UK organisations increasing IT services investment

Spending on IT services in the UK looks set to see a significant increase this year following a spate of mega-deals

Spending on IT services in the UK looks set to see a significant increase this year following a spate of mega-deals, according to analyst firm Ovum.

Following IT services spend increases of 1.5% in 2011 and 2% in 2012, where the total spent was $12.8bn, 2013 looks set to exceed this.

Some $7.2bn has already been spent in the first five months of 2013, according to Ovum. Three deals worth over $1bn, known as mega-deals, are included.

These included one deal, worth over £1bn, which saw Capita take over the management of O2’s customer service centres in May. Another large deal the same month came when the treasury-backed National Savings and Investments (NS&I) awarded Atos a seven-year IT outsourcing contract.

“The total contract value [TCV] announced so far this year suggests that 2013 should surpass the $12.8bn announced in 2012 with relative ease,” said Ovum.

Ed Thomas, IT services analyst at Ovum, said despite the optimism, market conditions in the UK continue to be challenging.  

“The slow rate of economic recovery means that many enterprises will still be wary of investing in IT projects. However, the recession has also ensured that cost-cutting remains one of the top priorities for the majority of companies. This should provide opportunities for IT services vendors, although they will need to offer more than just a cheap service to win business in the mature UK market,” he said.

Separately, Gartner said the worldwide IT outsourcing market will be worth $288bn in 2013, a 2.8% increase on last year.
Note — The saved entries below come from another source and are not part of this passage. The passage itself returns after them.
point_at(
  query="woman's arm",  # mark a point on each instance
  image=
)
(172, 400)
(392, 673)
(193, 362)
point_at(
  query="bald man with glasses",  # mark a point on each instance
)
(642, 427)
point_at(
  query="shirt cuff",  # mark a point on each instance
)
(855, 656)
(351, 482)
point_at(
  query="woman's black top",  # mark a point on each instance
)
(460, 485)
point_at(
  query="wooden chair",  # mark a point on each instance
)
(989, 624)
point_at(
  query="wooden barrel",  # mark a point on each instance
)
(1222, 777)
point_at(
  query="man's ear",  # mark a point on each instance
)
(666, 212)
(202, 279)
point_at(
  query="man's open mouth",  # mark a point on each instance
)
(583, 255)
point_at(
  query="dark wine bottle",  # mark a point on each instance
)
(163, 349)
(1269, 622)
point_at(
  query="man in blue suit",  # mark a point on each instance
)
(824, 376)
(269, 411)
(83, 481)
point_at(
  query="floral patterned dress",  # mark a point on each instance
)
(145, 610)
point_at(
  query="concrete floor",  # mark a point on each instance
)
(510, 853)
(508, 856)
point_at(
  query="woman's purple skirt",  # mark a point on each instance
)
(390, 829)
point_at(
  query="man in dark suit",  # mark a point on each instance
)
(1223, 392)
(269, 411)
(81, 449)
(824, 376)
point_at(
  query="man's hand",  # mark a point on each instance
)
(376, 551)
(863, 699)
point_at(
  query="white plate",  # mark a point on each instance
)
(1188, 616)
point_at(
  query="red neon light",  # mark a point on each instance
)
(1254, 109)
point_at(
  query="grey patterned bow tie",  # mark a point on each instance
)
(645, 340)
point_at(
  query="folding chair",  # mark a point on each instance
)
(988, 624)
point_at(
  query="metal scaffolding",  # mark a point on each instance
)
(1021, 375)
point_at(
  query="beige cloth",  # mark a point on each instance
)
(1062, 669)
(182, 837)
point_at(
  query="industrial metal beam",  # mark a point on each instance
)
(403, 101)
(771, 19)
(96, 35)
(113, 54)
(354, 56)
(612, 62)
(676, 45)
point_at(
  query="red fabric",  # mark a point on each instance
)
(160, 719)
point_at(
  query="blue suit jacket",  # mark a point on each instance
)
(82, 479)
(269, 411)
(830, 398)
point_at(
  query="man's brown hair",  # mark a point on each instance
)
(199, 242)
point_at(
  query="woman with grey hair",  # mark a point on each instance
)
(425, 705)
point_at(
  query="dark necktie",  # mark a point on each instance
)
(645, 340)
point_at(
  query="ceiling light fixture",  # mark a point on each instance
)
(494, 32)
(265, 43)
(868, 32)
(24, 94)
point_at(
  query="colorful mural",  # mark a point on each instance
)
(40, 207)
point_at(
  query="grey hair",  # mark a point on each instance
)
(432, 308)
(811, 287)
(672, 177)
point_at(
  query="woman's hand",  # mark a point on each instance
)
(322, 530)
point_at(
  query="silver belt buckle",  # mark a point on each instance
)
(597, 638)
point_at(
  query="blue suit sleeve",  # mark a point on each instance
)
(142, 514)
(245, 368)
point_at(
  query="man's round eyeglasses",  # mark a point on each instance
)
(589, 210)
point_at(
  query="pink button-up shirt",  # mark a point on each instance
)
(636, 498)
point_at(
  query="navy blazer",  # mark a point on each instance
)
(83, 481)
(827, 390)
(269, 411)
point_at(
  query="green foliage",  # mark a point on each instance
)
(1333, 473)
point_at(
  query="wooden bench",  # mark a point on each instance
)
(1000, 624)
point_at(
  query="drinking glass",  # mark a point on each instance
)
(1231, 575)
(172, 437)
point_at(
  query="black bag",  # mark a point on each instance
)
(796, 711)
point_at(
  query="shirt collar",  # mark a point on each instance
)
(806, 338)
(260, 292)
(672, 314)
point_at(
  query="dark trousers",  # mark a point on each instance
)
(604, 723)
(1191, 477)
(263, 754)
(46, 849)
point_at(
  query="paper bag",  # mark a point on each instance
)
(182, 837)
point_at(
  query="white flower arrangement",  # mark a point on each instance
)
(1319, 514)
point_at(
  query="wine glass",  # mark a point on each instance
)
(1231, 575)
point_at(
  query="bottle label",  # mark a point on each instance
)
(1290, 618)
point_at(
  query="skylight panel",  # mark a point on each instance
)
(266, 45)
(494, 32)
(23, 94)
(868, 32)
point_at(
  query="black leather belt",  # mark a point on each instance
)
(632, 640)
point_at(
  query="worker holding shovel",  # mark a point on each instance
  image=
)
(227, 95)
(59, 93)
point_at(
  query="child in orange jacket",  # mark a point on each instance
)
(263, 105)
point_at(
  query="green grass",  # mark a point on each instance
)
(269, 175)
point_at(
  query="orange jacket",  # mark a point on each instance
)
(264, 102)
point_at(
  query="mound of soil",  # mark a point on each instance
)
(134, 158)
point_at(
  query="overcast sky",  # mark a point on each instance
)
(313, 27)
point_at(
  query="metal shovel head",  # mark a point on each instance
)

Gartner expects all IT outsourcing segments to grow slower than it initially expected in 2013.

"We continue to see overall market growth being constrained by near-term market factors, such as evolving IT outsourcing delivery models; economic, political and labour conditions; and service provider financial performance," said Bryan Britz, research vice-president at Gartner. 

"Mature Asia/Pacific and Western Europe are the regions where the outlook is most tempered, partly due to currency, but also reflective of our view that 2013 is likely to be similar to 2012 in these regions," he added.